Create a RAM role and grant permissions by using Terraform-Terraform(Terraform)-阿里云帮助中心

Prerequisites

For security, use a RAM user with minimum required permissions. Create a RAM user and Grant permissions to a RAM user. Required permissions:

{
  "Version": "1",
  "Statement": [
    {
      "Effect": "Allow",
      "Action": [
        "ram:GetRole",
        "ram:ListPoliciesForRole",
        "ram:ListRoles",
        "ram:CreateRole",
        "ram:DeleteRole",
        "ram:DetachPolicyFromRole",
        "ram:UpdateRole",
        "ram:GetPolicy",
        "ram:GetPolicyVersion",
        "ram:AttachPolicyToRole",
        "ram:CreatePolicy",
        "ram:CreatePolicyVersion",
        "ram:ListEntitiesForPolicy",
        "ram:ListPolicyVersions",
        "ram:DeletePolicy",
        "ram:DeletePolicyVersion",
        "ram:ListPoliciesForGroup",
        "ram:ListPolicies",
        "ram:ListPolicyAttachments"
      ],
      "Resource": "*"
    }
  ]
}

Prepare a Terraform environment. You can use one of the following methods to run Terraform.
- Use Terraform in Terraform Explorer: Alibaba Cloud provides an online environment to run Terraform. You do not need to install Terraform. You can log on to use and try Terraform online. This method is suitable for scenarios where you want to try and debug Terraform quickly and conveniently at no cost.
- Cloud Shell: Alibaba Cloud Cloud Shell has Terraform components pre-installed and identity credentials configured. You can run Terraform commands directly in Cloud Shell. This method is suitable for scenarios where you want to access and use Terraform quickly and conveniently at a low cost.
- Install and configure Terraform on your local machine: This method is suitable for scenarios with poor network connectivity or when you need a custom development environment.

Resources used

alicloud_ram_policy: Creates a policy.
alicloud_ram_role: Creates a RAM role.
alicloud_ram_role_policy_attachment: Attaches a policy to a RAM role.

Step 1: Create a policy

Create a working directory with a main.tf file, and copy the following code into main.tf. This code creates a custom policy using the Policy language.

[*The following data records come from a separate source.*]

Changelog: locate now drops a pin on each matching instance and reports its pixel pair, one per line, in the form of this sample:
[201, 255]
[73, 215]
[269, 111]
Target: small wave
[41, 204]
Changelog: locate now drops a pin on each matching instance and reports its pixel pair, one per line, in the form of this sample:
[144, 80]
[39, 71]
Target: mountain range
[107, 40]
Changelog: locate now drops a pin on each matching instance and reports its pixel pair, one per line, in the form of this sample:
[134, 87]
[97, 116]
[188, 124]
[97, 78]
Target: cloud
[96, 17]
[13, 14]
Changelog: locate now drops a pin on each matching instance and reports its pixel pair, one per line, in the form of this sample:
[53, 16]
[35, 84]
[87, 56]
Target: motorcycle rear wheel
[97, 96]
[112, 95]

resource "random_integer" "default" {
  min = 10000
  max = 99999
}

# Create a policy.
resource "alicloud_ram_policy" "policy" {
  policy_name     = "policy-name-${random_integer.default.result}"
  policy_document = <<EOF
    {
      "Statement": [
        {
          "Action": [
            "oss:ListObjects",
            "oss:GetObject"
          ],
          "Effect": "Deny",
          "Resource": [
            "acs:oss:*:*:mybucket",
            "acs:oss:*:*:mybucket/*"
          ]
        }
      ],
        "Version": "1"
    }
EOF
  description     = "this is a policy test"
  force           = true
}

Initialize the Terraform runtime environment.

terraform init

Expected output on success:

Terraform has been successfully initialized!

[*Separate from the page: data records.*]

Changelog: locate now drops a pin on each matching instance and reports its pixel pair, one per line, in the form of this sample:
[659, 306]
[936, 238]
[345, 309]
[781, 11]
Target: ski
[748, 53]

You may now begin working with Terraform. Try running "terraform plan" to see
any changes that are required for your infrastructure. All Terraform commands
should now work.

If you ever set or change modules or backend configuration for Terraform,
rerun this command to reinitialize your working directory. If you forget, other
commands will detect it and remind you to do so if necessary.

Apply the configuration.

terraform apply

Enter yes when prompted and press Enter. Expected output:

You can apply this plan to save these new output values to the Terraform state, without changing any real infrastructure.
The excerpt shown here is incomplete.